The Digital Enterprise Management Society relocated its annual Young Entrepreneurs’ Conference from UTM to the MaRS Discovery District in downtown Toronto to celebrate its fifth year earlier this month.
The sold-out event, hosted on February 6, featured several companies and organizations, including Robert Half Technology, OneMethod, Buzzfeed, Amazon, ASUS Canada, Deloitte Digital Canada, and IBM, as well as UTM’s I-CUBE.
The MaRS Discovery District is a non-profit organization dedicated to helping entrepreneurs expand their innovative businesses.
“The focus of this year was to bring YEC to all students, instead of just UTM students,” said YEC chair Yu Qi Sun, who hopes the event next year is even bigger.
During the IBM Case Challenge, three groups proposed an idea for an app that would use services from IBM Bluemix, the latest cloud platform from IBM. Groups presented ideas suggesting a real-time messaging system for the company Lumicison, a security system called Sherlock Securities Inc. to ensure added safety when storing one’s documents, and an app that can help one determine the correct fit and appearance for clothes when shopping, called PerfectFIT.
Lanny Geffen, VP director of strategy and user experience from OneMethod, spoke about the world’s need for designers and was one of many who talked about data in communications and technology.
“The user of design is not you.
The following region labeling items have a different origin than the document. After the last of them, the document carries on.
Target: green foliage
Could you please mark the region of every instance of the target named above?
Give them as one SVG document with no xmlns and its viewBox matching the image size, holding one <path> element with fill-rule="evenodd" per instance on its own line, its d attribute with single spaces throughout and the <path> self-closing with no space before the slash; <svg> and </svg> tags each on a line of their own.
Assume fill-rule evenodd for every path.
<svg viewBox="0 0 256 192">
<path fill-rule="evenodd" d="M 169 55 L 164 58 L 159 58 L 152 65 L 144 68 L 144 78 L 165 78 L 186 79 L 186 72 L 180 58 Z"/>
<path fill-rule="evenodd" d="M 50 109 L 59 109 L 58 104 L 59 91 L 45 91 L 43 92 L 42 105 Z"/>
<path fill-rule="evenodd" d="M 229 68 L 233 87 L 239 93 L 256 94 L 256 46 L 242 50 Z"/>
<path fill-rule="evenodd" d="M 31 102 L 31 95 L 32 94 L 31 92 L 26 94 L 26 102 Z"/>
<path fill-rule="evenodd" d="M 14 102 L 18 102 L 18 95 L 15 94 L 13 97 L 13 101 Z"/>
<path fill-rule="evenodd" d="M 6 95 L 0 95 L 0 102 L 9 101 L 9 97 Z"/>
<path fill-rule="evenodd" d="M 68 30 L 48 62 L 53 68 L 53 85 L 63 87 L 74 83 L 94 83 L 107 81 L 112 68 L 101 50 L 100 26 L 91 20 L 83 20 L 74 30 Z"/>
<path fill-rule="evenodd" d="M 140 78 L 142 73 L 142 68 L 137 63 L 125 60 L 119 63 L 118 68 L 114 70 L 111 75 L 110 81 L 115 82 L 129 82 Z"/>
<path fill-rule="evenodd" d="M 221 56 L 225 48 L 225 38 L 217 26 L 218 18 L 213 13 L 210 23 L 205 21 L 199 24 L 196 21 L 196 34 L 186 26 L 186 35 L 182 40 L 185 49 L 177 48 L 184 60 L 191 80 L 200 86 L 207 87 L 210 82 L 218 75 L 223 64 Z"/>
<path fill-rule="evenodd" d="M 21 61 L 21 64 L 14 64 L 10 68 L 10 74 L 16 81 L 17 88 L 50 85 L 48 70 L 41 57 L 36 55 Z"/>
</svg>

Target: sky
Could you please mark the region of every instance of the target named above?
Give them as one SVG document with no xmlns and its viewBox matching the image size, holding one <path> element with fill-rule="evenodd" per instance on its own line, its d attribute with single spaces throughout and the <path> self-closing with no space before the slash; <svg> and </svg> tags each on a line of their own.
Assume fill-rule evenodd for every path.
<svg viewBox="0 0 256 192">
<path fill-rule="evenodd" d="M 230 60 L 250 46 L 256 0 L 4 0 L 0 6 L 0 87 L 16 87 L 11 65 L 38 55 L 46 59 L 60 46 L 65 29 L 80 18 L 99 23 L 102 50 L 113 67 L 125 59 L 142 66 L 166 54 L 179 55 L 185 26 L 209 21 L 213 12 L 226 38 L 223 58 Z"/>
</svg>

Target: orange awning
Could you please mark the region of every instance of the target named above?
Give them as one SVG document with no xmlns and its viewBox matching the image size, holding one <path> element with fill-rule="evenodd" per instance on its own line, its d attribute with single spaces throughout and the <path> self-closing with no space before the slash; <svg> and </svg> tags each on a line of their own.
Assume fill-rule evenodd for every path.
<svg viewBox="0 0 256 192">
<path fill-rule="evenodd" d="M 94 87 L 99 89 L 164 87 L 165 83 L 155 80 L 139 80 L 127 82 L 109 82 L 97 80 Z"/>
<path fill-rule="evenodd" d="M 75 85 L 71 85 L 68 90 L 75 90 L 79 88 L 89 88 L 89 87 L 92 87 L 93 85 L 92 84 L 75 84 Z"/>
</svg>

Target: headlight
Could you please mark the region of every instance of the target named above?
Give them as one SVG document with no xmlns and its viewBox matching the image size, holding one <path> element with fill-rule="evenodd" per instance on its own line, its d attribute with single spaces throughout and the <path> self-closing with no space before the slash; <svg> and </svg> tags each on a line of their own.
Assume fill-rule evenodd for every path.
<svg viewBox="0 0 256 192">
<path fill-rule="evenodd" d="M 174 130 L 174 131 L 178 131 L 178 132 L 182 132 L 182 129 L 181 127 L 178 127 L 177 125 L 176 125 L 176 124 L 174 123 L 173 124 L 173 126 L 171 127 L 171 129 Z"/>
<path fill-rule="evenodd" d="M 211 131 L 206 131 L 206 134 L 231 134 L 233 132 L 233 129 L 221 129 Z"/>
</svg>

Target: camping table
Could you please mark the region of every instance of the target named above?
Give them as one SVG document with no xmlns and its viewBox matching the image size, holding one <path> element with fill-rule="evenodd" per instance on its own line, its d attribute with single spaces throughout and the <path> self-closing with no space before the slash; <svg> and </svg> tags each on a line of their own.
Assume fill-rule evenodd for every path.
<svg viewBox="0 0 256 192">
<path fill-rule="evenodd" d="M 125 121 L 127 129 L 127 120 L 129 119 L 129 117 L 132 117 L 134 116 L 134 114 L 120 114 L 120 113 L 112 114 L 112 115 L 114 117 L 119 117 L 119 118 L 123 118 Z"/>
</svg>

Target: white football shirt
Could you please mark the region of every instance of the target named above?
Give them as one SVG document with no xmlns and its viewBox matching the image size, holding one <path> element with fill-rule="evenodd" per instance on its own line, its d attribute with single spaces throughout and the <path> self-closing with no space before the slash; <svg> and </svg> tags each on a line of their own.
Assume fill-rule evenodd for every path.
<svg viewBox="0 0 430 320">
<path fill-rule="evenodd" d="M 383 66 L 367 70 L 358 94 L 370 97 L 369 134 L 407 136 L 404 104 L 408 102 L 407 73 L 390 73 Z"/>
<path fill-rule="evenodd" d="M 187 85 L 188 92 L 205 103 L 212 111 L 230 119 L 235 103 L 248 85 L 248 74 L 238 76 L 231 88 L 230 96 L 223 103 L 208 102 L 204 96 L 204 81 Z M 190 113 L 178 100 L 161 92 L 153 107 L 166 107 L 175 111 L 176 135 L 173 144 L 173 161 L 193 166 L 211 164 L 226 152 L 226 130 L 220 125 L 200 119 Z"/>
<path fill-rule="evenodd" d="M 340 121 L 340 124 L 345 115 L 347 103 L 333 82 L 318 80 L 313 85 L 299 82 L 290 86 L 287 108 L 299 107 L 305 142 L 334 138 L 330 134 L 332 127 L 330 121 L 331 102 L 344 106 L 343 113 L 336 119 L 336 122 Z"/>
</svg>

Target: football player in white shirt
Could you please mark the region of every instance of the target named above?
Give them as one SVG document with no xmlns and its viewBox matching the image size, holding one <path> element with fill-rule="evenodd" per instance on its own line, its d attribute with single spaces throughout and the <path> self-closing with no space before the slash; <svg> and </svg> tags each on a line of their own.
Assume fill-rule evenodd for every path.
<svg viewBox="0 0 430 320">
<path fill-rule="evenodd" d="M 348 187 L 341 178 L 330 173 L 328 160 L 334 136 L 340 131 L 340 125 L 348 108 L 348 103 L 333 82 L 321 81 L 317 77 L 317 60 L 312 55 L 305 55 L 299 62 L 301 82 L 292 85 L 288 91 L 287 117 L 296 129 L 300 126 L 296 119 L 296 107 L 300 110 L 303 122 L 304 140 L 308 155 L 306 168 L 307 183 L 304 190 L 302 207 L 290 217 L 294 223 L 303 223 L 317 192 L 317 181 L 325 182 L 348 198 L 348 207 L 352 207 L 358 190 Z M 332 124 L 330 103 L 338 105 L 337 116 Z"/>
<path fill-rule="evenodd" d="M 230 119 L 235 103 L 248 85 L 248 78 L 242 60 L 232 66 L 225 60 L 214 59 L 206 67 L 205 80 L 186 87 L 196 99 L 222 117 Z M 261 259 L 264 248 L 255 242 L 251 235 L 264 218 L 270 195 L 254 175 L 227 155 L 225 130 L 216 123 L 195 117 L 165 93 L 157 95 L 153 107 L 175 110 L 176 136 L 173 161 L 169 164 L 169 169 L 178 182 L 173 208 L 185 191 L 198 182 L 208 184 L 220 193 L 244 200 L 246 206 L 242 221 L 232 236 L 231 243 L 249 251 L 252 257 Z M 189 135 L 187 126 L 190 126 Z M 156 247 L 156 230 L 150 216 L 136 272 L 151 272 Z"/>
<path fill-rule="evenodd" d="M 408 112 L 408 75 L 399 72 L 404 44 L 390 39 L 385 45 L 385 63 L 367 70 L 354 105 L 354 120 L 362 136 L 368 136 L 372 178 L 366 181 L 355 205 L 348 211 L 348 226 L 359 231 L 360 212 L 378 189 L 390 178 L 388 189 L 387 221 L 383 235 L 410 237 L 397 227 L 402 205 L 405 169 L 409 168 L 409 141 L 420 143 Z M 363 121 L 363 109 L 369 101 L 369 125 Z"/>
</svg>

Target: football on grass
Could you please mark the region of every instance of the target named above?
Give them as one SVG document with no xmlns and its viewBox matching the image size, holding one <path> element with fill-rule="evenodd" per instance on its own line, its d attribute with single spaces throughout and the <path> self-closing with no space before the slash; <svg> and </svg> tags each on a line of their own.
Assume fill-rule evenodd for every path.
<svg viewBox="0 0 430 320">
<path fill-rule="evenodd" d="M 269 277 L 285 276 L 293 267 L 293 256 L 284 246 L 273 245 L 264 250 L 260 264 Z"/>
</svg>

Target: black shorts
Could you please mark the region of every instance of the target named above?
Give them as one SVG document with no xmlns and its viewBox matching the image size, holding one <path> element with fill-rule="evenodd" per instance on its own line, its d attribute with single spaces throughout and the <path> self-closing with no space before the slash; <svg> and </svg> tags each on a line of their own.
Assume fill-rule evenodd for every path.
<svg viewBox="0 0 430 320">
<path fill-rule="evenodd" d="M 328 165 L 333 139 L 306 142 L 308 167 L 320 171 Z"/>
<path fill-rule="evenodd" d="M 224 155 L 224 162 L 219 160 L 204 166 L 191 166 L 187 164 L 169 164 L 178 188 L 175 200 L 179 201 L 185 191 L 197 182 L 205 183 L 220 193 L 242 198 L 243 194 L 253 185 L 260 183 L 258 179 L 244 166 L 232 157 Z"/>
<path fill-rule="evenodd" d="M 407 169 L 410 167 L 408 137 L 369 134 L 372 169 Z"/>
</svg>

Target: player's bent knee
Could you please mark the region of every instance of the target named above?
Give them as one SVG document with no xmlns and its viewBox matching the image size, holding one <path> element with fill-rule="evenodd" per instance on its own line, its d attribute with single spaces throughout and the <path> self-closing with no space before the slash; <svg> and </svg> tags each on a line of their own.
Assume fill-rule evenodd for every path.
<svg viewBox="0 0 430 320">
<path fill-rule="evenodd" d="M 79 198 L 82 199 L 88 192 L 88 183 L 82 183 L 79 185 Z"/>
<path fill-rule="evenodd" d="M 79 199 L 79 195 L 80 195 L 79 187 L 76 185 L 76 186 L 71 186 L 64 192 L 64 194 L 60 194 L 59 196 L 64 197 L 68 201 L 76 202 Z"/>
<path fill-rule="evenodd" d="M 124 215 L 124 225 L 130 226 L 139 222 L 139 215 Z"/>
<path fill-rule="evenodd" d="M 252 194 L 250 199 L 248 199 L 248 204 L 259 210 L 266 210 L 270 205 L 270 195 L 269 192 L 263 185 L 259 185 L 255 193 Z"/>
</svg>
We use the designer’s sensibility to design for the customer’s need,” said Geffen. “Learn from what’s already out there. Data may make a design good, but it will never make a bad design good.”
Graham Churchill, Bluemix Leader at IBM Canada, also spoke about the importance of data and innovation in the economy.
“Data is the raw material that will drive the economy,” said Churchill. “It is reinventing the manufacturing, automobiles, and energy industries.”
ICCIT Council president Ray Khan also hosted a panel discussing entrepreneurship with Laurie Dillon-Schalk, VP of strategy and insights at Fuse Marketing Group; Niles Lawrence, the CEO of VURU; and Amanda Lynne Ballard, founder and producer of anicca studios.
“You never know where opportunities will come,” said Ballard. “Always say yes first and fake it till you make it. If you have the entrepreneurial spirit, you’ll figure out how to do it.”